Seleziona una pagina

Condividiamo l’intervista di Alfio Sciacca a Gustavo Pietropolli Charmet per Corriere.it

Si tiene alla larga dagli «aspetti sociologici» di molte analisi e preferisce restare concentrato sull’individuo. Sul carnefice, sul «mostro», che potrebbe nascondersi in ognuna delle nostre case. Un’analisi che ha quasi una dimensione onirica in cui poteva anche esserci un finale diverso, se Filippo avesse trovato sulla sua strada «qualcuno in grado di trasformare la sua rabbia e la voglia di vendetta “solo” in parole di morte». Magari lo psicologo con il quale aveva già appuntamento. «Sperando fosse anche uno bravo», puntualizza.

Professore Gustavo Pietropolli Charmet, chi è Filippo?
«Uno stalker che uccide chi l’ha abbandonato. In questi soggetti, nella relazione, più che l’amore e la sessualità, prevale qualcosa di misterioso che tende a guarirlo da un dolore inespresso, in nodo magico e portentoso. Ciò regala alla relazione un carattere irrinunciabile: una questione di vita o di morte».

Una «magia» che può portare ad uccidere?
«In una prima fase ci si accanisce in pedinamenti e agguati per riportare lei alla ragione. Se poi l’abbandono si concretizza, viene fuori non solo rabbia o malinconia, ma la disperazione di chi si sente definitivamente perduto.
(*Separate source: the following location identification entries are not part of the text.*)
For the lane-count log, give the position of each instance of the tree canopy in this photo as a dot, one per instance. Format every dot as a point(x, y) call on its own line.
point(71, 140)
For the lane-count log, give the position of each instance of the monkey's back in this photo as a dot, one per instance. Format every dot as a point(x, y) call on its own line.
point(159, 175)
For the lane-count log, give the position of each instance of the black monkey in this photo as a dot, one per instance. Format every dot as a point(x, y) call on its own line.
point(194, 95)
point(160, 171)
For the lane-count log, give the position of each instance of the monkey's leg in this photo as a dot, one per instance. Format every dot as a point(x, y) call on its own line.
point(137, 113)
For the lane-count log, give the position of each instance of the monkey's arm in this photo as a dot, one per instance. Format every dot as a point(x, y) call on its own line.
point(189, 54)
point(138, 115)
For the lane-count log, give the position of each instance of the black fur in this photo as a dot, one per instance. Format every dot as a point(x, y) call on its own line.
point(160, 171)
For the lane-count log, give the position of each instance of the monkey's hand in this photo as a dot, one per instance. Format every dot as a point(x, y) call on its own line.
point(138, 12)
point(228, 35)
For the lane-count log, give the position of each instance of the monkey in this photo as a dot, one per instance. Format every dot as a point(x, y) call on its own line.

E, ai suoi occhi, la responsabile di ciò è la persona che aveva fatto il sortilegio e poi l’ha rotto. Scatta così un mix atroce di rabbia e voglia di punizione».

In un audio con le amiche Giulia racconta di come non riuscisse a liberarsi di lui. Era un campanello d’allarme?
«È la conferma che lei era alle prese con uno stalker che l’assediava. Tipico di questi soggetti è proprio far sentire tutto il peso dell’assenza, arrivando persino alla minaccia del suicidio, tranne poi non trovare il coraggio di suicidarsi anche dopo averla uccisa». .

Ci sono dei segnali premonitori da non sottovalutare?
«Non sempre. Per Filippo, però, non era normale che a 22 anni andasse a letto con un orsacchiotto per compensare la perdita del calore della persona desiderata. Ciò fa capire quanto gli mancasse la “magia” della relazione amorosa: solo l’orsacchiotto gli consentiva di prendere sonno».

I genitori avevano già appuntamento con uno psicologo. Avevano colto qualcosa?
«Probabile. E non solo per l’orsacchiotto. Ci saranno state altre manifestazioni di sofferenza eccedente il normale lutto amoroso. Magari il non pensare ad altro che assediare Giulia o di controllarla al telefono e sui social».

È facile dire a un figlio: «Forse è il caso di consultare uno psicologo»?
«No. È difficilissimo. Soprattutto per i padri».

E i ragazzi, fanno fatica ad accettare di essere aiutati?
«No. Tranne quando si affronta il tema in modo violento. Della serie: “Adesso ti porto dallo psicologo”. Allora il ragazzo lo legge: “Adesso vai in carcere”. In genere invece i giovani accettano di andare da chi può affrontare il loro tormento. Solo una tipologia di soggetti, che va verso l’antisocialità e ha tratti delinquenziali, rifiuta di aprirsi».

Se Filippo avesse potuto raccontare quello che covava dentro si poteva evitare questo tragico epilogo?
«Penso di sì. E comunque vale sempre la pena di tentare. Sia chiaro: nessun può prevedere quello che accadrà. Ma se si riesce a far venire fuori fantasie e rabbia, trasformandole in parole e in narrazione, può servire a impedire che diventino invece azioni».

Casi del genere, anche senza arrivare ad uccidere, sono in crescita?
«Sì. Soprattutto i giovani maschi prendono molto male la delusione amorosa. Nei ragazzi è cambiato il modo di gestire la fine della relazione. Se in passato suscitava sentimenti che portavano alla depressione, ora invece prevale la reazione violenta».

Questa tragedia ha messo in allarme molte famiglie. Che consigli darebbe?
«Premetto che non mi preoccupa affatto che i genitori si mettano in allarme. Oggi nei ragazzi c’è tanto disagio, sofferenza, solitudine. Non è male che cresca l’attenzione su queste cose, rispetto alle tante banalità che caratterizzano il rapporto con i figli. Spesso i ragazzi sono troppo ascoltati, coccolati, curati, sorvegliati. Ma questo non vuole dire che siano conosciuti e capiti».